3. How your peers and clients rate you
Recommendations on LinkedIn are like a pre-screening of your credentials. Those from your supervisor, clients, or senior colleagues are best. Recommendations are also appropriate when professionals in the same field or industry vouch for your skills and experience.
Hiring managers want to make sure you are qualified for the job and suitable for an interview, which is why they often look closely at these recommendations.
Depending on your relationship with someone, you could ask them if they would write a recommendation for your LinkedIn profile. You can make it easy for them by reminding them of an experience they had with you, and they’ll usually be happy to help you out by writing a glowing report.
4. You have a solid network
Some recruiters look at the quality and relevance of your connections when considering you for a job. The number of connections you have is less critical (ideally, you should have at least 50 – quality over quantity).
If you have more than 500 connections, but 95% of them are not relevant to the field or industry you want to work in, that’s not very helpful. Use them to ask for introductions to their connections that would benefit you.
5. You have the experience and skills they’re looking for
Recruiters want to know that you’re qualified for the job, will be good at it, and will get results.They’ll look at your LinkedIn profile to see what you’ve accomplished and how you’ve used the skills and experience you’ve gained. Prove you’re the candidate for the job by showing measurable results. You should quantify the work experience you’ve obtained by including key skills in your profile and having them endorsed by your connections.
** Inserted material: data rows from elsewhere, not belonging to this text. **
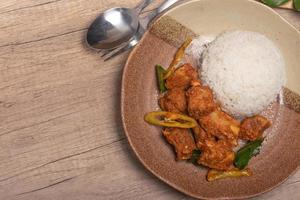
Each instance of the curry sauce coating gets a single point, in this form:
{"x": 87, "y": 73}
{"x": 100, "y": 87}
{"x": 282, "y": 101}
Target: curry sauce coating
{"x": 217, "y": 155}
{"x": 182, "y": 77}
{"x": 221, "y": 125}
{"x": 252, "y": 128}
{"x": 182, "y": 140}
{"x": 201, "y": 137}
{"x": 200, "y": 100}
{"x": 174, "y": 101}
If you have examples of your work, you should upload them to your profile – for example, a photo, video, or presentation. This way, recruiters can see your work and how you’ve benefited the company.
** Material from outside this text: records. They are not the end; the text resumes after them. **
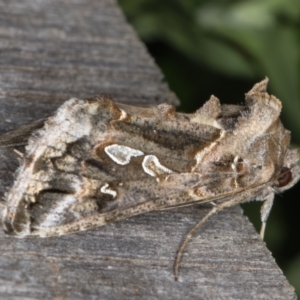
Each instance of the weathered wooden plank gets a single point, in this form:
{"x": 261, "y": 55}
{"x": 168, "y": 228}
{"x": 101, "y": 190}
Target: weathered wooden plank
{"x": 51, "y": 51}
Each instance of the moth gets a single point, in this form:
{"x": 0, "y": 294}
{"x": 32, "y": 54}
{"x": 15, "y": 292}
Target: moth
{"x": 96, "y": 161}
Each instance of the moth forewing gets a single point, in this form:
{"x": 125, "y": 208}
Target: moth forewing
{"x": 96, "y": 161}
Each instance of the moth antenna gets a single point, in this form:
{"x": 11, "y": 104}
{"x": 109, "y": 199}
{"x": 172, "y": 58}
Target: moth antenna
{"x": 19, "y": 153}
{"x": 214, "y": 210}
{"x": 188, "y": 237}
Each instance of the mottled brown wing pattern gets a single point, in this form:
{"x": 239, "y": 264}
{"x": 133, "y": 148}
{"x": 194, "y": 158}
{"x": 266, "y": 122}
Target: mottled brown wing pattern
{"x": 96, "y": 161}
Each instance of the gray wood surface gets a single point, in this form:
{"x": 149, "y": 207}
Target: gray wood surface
{"x": 51, "y": 51}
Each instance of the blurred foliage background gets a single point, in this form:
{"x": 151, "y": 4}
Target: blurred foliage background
{"x": 223, "y": 47}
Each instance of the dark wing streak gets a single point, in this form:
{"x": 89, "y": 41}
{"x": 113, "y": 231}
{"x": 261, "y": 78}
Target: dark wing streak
{"x": 20, "y": 136}
{"x": 223, "y": 197}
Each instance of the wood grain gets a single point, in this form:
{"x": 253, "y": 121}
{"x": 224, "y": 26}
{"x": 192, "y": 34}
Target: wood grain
{"x": 51, "y": 51}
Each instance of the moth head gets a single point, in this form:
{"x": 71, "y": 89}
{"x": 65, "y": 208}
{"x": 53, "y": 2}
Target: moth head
{"x": 289, "y": 173}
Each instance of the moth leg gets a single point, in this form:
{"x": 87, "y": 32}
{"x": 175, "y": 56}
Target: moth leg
{"x": 264, "y": 213}
{"x": 215, "y": 209}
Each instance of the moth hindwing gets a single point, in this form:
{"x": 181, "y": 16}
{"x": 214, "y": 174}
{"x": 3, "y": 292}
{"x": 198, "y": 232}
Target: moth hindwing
{"x": 96, "y": 161}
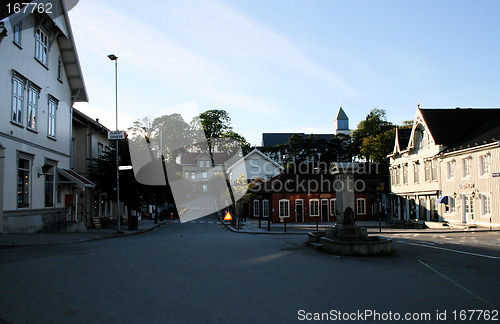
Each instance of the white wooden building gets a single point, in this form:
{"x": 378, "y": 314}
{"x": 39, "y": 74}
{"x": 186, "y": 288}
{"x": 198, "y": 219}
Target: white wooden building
{"x": 41, "y": 79}
{"x": 446, "y": 167}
6. If your personality Is a good fit
Your tone of voice, the words you use, and other indicators are subtle signals that a recruiter will notice that helps them get a sense of whether you are a suitable candidate for the company. A study published in the Journal of Research in Personality (JRP) suggests that a careful reading of a person’s LinkedIn profile can reveal true elements of their personality.
The researchers found that an artistic profile picture on LinkedIn was the best signal of openness. Other signs included speaking more than one language, citing “curiosity” as a skill, or having an extensive network. They found that grade point average and holding additional certifications were the best signals of conscientiousness, as is indicating “organization” among your skills.
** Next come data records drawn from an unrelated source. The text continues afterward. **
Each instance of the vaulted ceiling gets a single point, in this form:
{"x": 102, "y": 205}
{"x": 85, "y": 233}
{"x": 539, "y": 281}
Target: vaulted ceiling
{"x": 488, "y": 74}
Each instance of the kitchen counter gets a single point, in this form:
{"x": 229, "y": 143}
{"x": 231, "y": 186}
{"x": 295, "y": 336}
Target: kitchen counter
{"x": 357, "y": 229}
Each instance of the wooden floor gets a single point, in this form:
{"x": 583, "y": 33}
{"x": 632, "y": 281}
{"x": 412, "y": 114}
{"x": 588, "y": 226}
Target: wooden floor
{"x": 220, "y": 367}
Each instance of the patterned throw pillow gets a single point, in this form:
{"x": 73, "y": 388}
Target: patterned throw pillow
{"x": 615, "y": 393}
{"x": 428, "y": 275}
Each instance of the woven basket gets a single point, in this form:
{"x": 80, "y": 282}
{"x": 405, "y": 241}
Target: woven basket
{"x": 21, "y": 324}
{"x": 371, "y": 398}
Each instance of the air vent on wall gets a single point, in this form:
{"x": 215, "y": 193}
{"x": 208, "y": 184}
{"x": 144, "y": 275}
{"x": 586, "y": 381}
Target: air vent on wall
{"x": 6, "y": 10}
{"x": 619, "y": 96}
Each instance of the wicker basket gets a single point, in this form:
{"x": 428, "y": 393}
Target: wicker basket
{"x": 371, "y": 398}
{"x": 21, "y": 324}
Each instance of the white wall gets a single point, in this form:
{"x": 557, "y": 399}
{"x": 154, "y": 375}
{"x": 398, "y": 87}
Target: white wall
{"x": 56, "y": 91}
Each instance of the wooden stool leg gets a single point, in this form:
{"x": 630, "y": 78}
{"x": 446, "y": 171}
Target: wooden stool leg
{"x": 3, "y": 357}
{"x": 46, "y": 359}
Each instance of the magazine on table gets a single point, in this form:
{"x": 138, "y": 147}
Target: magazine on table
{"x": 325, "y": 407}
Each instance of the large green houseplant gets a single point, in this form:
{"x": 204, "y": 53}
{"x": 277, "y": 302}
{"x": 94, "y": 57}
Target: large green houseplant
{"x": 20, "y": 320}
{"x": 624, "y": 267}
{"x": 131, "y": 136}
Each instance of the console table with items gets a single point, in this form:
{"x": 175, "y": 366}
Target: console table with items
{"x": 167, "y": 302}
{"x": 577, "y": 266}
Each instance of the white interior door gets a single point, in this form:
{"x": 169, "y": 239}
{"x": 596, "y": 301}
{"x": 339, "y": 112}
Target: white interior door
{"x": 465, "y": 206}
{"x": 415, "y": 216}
The size of your professional network is the best indicator of whether someone is extroverted. Other good indicators are college athleticism, various skills, and leadership experience.
Your profile picture can give clues to your personality too. For example, a smile in the photo was one of the best signals that a person is likable. A person’s volunteer experience and an indication of team or group work skills were also strong signals of likability.
Get your LinkedIn profile into a job-hunting mode
You want your resume and LinkedIn profile to align and complement each other. So while you are sprucing up your resume, you should also make sure your profile is complete and up to date. It’s important to set it up to showcase your skills and talents so people can find you.
Members who have listed at least one previous position are 12 times more likely to be alerted to potential job postings, according to LinkedIn research. Those with at least one education listed are seven times more likely to be commonly seen, and professionals with a photo in their profile are also slightly more likely to be widely seen.